SAMBUTAN TERTULIS KETUA UMUM
Dirgahayu PSSI ke-86
Jakarta, 19 April 2016
-----------------------------
Bismilahirrohmannirrohim
Assalamu'alaikum Wr. Wb
Salam sejahtera untuk kita semua
Yang saya hormati,
- Mantan Ketua Umum PSSI
- Ketua Komite Ad-Hoc Reformasi PSSI
- Ketua Dewan Kehormatan dan Dewan Pembina PSSI
- Ketua Umum KONI Pusat atau yang mewakili
- Ketua Umum KOI atau yang mewakili
- Wakil Ketua Umum PSSI
- Komite Eksekutif PSSI
- Para Pengurus PSSI
- Seluruh stakeholder sepakbola nasional yang hadir
Pertama-tama, mari kita ucapkan puji syukur kehadirat Allah SWT yang masih memberi kesempatan kepada Bapak Ibu saudara sekalian untuk hadir dan mengikuti, sekaligus menjadi saksi peringatan hari lahir PSSI yang ke-86.
Kedua, saya menyampaikan izin tidak bisa hadir dalam acara bersejarah ini karena saya masih harus berada di luar Jakarta dalam rangka memperjuangkan kebenaran yang saya yakini di mata hukum dalam perkara yang disangkakan kepada diri saya.

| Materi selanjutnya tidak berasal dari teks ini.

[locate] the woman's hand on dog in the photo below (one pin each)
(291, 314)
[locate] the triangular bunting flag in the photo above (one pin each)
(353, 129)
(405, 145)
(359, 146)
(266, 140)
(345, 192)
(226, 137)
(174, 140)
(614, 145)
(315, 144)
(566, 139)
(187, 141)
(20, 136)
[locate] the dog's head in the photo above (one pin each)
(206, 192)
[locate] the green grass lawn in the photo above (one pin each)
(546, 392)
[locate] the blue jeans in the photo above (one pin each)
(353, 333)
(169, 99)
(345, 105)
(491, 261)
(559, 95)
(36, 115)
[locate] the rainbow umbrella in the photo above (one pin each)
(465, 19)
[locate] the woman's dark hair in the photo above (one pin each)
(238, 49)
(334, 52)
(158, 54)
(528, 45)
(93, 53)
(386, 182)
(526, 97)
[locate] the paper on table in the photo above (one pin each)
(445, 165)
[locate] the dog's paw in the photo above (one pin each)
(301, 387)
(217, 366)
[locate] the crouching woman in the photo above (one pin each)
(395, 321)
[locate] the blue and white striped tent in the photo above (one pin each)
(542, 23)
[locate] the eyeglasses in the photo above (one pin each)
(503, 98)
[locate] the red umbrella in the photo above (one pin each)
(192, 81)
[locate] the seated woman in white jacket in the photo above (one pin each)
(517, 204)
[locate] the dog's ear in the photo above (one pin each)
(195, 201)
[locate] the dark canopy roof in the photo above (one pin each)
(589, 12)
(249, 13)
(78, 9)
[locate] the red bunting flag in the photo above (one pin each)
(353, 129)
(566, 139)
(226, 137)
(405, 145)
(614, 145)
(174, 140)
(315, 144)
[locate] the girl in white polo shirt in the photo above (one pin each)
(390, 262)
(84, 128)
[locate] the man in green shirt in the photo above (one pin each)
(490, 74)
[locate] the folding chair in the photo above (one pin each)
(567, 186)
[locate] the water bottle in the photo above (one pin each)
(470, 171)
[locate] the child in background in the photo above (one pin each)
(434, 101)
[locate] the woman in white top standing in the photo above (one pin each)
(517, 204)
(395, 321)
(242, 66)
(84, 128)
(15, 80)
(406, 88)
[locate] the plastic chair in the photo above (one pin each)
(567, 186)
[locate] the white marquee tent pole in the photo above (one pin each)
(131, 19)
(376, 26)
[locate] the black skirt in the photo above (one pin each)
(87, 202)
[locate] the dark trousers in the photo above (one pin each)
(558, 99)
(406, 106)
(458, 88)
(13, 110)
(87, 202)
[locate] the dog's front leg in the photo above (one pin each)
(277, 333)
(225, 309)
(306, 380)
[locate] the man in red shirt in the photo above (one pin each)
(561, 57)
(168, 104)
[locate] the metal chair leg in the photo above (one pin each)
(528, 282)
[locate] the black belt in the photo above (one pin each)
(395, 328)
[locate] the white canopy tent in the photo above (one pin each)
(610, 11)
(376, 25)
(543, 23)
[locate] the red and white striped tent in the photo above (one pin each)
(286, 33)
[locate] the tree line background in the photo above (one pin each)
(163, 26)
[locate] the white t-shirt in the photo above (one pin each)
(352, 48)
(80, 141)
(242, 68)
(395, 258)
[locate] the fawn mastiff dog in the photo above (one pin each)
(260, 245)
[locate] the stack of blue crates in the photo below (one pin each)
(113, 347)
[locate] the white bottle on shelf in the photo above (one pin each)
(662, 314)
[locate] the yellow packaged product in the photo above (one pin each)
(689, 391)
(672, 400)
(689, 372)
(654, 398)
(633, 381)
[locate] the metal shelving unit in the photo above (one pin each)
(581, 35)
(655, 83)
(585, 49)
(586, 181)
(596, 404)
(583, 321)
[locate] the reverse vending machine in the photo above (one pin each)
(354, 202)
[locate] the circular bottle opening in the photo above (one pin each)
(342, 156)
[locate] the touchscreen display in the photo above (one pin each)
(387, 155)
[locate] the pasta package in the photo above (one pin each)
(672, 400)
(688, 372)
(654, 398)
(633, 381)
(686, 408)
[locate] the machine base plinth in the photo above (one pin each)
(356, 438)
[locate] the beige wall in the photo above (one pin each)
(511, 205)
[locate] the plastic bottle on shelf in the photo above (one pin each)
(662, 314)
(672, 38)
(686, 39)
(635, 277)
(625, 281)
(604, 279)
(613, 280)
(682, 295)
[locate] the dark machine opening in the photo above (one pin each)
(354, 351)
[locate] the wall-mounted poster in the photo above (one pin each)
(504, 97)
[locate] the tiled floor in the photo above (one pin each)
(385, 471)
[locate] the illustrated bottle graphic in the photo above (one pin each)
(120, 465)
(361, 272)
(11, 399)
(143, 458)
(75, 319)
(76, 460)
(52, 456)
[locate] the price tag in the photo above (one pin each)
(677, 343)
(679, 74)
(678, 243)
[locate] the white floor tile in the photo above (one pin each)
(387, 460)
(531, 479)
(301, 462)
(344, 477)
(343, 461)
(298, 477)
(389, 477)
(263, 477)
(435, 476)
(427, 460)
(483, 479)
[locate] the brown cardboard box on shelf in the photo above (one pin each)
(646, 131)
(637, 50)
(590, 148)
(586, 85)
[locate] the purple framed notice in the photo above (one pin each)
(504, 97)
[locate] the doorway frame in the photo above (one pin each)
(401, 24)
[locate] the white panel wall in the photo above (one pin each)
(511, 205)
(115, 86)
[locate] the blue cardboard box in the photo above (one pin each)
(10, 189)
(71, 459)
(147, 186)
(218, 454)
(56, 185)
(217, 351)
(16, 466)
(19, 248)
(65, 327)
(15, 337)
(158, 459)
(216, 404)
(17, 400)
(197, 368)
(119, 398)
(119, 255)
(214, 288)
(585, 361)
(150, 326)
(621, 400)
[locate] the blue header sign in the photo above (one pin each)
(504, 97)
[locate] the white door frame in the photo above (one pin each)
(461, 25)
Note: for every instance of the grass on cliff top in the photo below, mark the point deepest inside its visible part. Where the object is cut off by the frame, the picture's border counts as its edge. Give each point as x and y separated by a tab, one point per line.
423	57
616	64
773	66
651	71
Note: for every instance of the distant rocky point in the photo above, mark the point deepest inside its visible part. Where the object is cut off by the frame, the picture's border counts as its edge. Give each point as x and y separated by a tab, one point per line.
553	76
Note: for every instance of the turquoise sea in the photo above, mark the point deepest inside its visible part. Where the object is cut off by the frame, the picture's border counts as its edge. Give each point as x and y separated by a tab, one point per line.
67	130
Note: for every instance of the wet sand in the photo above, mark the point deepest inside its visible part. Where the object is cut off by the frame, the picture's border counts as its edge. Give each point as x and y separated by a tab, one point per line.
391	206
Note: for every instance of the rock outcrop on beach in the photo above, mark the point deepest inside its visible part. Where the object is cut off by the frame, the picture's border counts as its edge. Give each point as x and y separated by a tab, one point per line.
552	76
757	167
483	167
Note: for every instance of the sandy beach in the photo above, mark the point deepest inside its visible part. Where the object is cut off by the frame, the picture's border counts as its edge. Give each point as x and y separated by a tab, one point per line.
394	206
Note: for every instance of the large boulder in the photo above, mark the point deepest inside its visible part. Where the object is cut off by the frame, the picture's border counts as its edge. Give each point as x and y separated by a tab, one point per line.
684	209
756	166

Atas ketidakhadiran saya ini, saya mohon maaf sebesar-besarnya.
Bapak Ibu yang saya hormati,
Melalui sambutan tertulis ini, saya kembali menekankan bahwa Bapak Ibu saudara sekalian, hari ini menjadi saksi sejarah, bahwa kita memperingati Dirgahayu PSSI dalam kondisi PSSI yang masih dibekukan oleh pemerintah.
Kita menjadi saksi sejarah, memperingati organisasi yang lahir sebelum republik ini ada, tetapi hari ini, organisasi yang dilahirkan sebagai alat perjuangan ini, harus kita peringati tepat satu tahun lamanya dibekukan oleh pemerintah kita sendiri.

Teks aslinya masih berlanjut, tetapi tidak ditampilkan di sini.